Roughly speaking, this requires that all operations within any given
transaction be idempotent, so that executing the operation twice has
the same effect as executing it once.
Unfortunately, I/O is in general the prototypical non-idempotent operation,
making it difficult to include general I/O operations in transactions.
Here are some options available to TM:
- Restrict I/O within transactions to buffered I/O with in-memory
buffers.

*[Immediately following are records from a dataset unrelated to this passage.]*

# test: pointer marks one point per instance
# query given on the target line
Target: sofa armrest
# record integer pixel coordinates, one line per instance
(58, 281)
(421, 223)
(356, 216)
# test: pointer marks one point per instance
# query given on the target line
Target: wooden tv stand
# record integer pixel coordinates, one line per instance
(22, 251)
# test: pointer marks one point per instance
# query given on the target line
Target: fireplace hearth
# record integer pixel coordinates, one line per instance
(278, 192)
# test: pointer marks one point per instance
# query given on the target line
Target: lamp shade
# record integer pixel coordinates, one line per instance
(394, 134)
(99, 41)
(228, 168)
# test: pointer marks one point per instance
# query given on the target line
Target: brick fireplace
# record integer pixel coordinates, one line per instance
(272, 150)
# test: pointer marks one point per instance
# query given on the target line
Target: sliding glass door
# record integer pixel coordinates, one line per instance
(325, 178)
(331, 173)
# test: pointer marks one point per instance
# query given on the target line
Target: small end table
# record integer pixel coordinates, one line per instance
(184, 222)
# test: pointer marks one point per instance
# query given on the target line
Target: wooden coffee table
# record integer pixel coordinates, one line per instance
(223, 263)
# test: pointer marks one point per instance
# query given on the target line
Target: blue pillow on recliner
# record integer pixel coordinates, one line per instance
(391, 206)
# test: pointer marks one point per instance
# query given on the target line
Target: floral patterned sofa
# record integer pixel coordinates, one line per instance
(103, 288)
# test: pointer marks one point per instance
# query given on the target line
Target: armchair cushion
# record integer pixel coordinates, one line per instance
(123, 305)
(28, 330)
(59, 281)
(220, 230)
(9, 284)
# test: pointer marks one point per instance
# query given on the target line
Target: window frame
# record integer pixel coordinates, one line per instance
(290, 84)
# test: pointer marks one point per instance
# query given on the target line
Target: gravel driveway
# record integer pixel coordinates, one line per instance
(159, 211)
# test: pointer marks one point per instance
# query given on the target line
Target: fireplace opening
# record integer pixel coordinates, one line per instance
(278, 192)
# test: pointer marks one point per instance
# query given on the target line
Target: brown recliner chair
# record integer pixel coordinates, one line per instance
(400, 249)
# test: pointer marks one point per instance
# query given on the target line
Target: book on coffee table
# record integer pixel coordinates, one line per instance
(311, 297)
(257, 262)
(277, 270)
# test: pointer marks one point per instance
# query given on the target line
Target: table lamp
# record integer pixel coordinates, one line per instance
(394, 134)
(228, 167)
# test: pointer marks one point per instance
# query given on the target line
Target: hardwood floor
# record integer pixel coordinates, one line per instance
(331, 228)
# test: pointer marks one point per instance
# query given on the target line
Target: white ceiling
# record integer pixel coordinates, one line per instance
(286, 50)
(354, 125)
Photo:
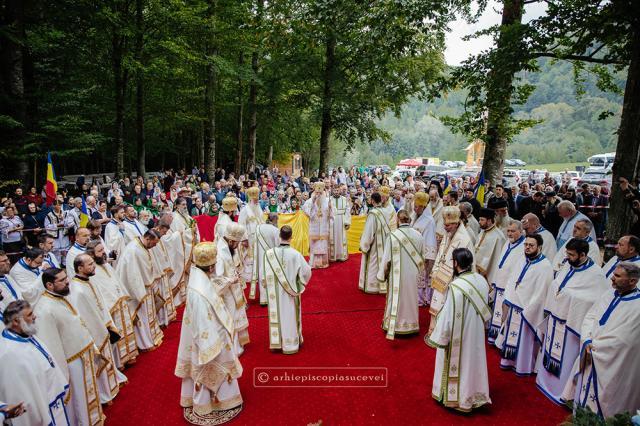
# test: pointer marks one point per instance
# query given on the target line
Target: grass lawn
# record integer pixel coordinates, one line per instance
(557, 167)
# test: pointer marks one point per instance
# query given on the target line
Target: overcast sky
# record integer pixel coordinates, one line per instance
(459, 50)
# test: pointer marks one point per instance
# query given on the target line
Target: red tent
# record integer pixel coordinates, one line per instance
(409, 162)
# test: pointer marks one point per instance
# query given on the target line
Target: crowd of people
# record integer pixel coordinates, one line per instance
(90, 281)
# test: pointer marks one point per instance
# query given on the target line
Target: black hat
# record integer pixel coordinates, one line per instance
(487, 213)
(500, 204)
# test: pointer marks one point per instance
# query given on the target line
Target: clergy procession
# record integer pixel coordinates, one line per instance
(84, 302)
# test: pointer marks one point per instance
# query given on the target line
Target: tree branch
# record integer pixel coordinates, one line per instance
(582, 58)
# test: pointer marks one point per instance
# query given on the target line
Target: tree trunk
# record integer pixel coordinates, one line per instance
(239, 139)
(120, 86)
(327, 100)
(499, 100)
(140, 143)
(210, 101)
(627, 161)
(13, 70)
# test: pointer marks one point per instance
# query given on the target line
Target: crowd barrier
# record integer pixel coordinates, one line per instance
(299, 223)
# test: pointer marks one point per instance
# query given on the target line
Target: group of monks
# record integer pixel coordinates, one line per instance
(548, 305)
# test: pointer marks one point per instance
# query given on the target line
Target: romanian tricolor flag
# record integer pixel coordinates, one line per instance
(447, 185)
(84, 214)
(51, 187)
(478, 192)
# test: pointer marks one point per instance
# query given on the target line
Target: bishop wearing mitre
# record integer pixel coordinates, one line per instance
(207, 364)
(320, 211)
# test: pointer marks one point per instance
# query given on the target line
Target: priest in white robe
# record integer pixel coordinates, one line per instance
(402, 267)
(207, 364)
(490, 242)
(137, 273)
(233, 294)
(461, 379)
(387, 207)
(425, 225)
(376, 230)
(114, 234)
(133, 228)
(164, 300)
(610, 341)
(88, 302)
(510, 255)
(320, 211)
(29, 372)
(46, 244)
(225, 218)
(456, 236)
(340, 222)
(267, 237)
(581, 231)
(83, 236)
(116, 298)
(435, 207)
(627, 250)
(531, 224)
(287, 274)
(63, 331)
(523, 309)
(575, 289)
(27, 269)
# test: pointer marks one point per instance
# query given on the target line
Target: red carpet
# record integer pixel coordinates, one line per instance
(341, 327)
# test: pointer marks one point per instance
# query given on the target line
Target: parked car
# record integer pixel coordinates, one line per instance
(600, 177)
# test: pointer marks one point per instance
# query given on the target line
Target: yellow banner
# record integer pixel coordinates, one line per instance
(299, 223)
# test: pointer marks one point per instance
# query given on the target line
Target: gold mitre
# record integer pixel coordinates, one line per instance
(205, 253)
(253, 193)
(420, 199)
(451, 214)
(229, 204)
(234, 232)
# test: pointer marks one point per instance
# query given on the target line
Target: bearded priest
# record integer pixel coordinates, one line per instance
(207, 364)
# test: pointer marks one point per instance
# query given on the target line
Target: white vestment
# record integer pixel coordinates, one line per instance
(30, 374)
(460, 379)
(510, 256)
(116, 299)
(487, 251)
(75, 250)
(286, 275)
(233, 295)
(426, 226)
(611, 265)
(89, 304)
(524, 298)
(570, 296)
(609, 385)
(442, 272)
(137, 275)
(319, 212)
(207, 364)
(549, 248)
(372, 240)
(561, 256)
(133, 229)
(402, 266)
(70, 344)
(23, 275)
(267, 237)
(340, 218)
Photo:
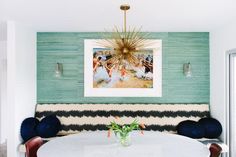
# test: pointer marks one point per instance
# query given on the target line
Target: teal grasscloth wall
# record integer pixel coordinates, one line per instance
(68, 49)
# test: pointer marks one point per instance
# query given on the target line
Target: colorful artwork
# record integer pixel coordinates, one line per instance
(108, 73)
(106, 76)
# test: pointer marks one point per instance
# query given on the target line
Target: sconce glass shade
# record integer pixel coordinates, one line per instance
(58, 70)
(187, 69)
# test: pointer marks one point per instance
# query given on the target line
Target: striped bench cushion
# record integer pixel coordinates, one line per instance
(91, 117)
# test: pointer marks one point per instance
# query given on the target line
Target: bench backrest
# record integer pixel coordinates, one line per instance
(158, 117)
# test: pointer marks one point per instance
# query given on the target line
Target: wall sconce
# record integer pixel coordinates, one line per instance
(58, 70)
(187, 69)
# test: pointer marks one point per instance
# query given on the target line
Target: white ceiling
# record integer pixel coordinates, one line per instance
(97, 15)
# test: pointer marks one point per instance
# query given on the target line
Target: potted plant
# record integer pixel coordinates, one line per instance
(122, 131)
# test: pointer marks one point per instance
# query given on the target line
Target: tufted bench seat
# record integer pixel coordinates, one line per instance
(91, 117)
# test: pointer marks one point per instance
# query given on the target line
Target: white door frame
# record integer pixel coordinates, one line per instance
(230, 99)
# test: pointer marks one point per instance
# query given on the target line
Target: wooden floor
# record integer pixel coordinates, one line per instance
(3, 150)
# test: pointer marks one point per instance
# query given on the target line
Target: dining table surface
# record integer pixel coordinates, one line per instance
(98, 144)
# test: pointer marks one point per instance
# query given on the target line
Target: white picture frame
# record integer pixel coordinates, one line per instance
(90, 91)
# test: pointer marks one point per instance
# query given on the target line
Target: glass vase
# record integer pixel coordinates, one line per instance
(124, 139)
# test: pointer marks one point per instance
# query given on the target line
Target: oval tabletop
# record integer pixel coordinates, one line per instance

These buffers may then be included in the transaction
in the same way that any other memory location might be included.
This seems to be the mechanism of choice, and it does work well
in many common cases of situations such as stream I/O and
mass-storage I/O.
However, special handling is required in cases where multiple
record-oriented output streams are merged onto a single file
from multiple processes, as might be done using the “a+”
option to
fopen()
or the O_APPEND
flag to open()
.
However, as will be seen in a subsequent posting, common networking
operations cannot be handled via buffering.
- Prohibit I/O within transactions, so that any attempt to execute
an I/O operation aborts the enclosing transaction (and perhaps
multiple nested transactions).
This approach seems to be the conventional TM approach for
unbuffered I/O.
- Prohibit I/O within transactions, but enlist the compiler's aid
in enforcing this prohibition.
- Permit only one special
“inevitable” transactions
to proceed at any given time, thus allowing inevitable
transactions to contain I/O operations.
This works in general, but severely limits the scalability and
performance of I/O operations.
Given that scalability and performance is a first-class goal
of parallelism, this approach's generality seems a bit self-limiting.
- Create new hardware and protocols such that I/O operations can
be pulled into the transactional substrate.
In the case of input operations, the hardware would need to
correctly predict the result of the operation, and to abort the
transaction if the prediction failed.
I/O operations are of course a known weakness of TM, and it is not clear
that the problem of supporting I/O in transactions has a reasonable
general solution, at least if “reasonable” is to include
any requirement of meeting the performance and scalability goals of
parallel programming.
Nevertheless, the proponents of TM must either solve this problem, or
resign themselves to a world where TM is but one tool of several in
the parallel programmer's toolbox.